Ekibin vardığı rahatsız edici sonuca göre, yangının ve havaya saldığı büyük miktarda karbondioksitin nedeni, zamanında hükümetin yürüttüğü başarısız bir orman kampanyasında yatıyordu. 1980’li yıllarda Kanada hükümeti, bataklıkları, kereste üreten ormanlara dönüştürme deneyinin bir parçası olarak, Alberta bataklıklarının geniş alanlarını kurutarak siyah ladinler dikmişti. Yeni ladin ağaçları turba yosununu boğmuş, yerini farklı, daha kuru bir yosun almıştı. Toprak zaman içinde kurudukça ağaçlar devasa yakıt depolarına dönüşmüş, yani yangını geciktirmek yerine çıra niteliği taşımaya başlamıştı.

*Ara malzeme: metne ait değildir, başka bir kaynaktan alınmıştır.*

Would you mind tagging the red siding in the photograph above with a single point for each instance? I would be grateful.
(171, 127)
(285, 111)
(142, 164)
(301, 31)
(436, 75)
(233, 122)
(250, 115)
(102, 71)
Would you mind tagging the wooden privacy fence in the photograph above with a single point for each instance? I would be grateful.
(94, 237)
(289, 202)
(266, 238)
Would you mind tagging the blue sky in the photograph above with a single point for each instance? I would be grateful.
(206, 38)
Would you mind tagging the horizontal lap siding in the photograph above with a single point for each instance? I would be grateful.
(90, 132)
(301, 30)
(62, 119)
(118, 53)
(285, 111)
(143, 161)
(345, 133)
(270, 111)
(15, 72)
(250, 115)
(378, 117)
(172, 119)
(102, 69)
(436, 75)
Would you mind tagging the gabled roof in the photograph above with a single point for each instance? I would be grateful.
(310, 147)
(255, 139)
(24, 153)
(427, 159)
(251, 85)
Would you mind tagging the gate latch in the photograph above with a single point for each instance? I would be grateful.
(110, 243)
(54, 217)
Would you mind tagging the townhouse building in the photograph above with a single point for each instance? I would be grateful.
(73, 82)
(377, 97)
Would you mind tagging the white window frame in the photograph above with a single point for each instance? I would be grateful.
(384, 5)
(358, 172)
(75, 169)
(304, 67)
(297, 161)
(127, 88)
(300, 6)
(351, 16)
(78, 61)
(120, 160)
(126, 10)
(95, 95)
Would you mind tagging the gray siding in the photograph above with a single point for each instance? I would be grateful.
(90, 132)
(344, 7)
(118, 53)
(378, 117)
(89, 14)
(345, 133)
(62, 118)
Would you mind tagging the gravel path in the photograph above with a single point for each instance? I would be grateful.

Ekip, hükümetin aldığı kararla bozulan dengeyi, “ekolojik bir devrilme noktası” olarak nitelendiriyor. Ladin ağaçları büyüdükçe, atmosferdeki karbonu bağlayarak daha fazla su çekmiş ve bu da onların daha fazla büyümesine izin vermişti. Döngü yıllarca devam etmiş, yangın çıktığında ise depolanan tüm karbon atmosfere geri dönmüştü.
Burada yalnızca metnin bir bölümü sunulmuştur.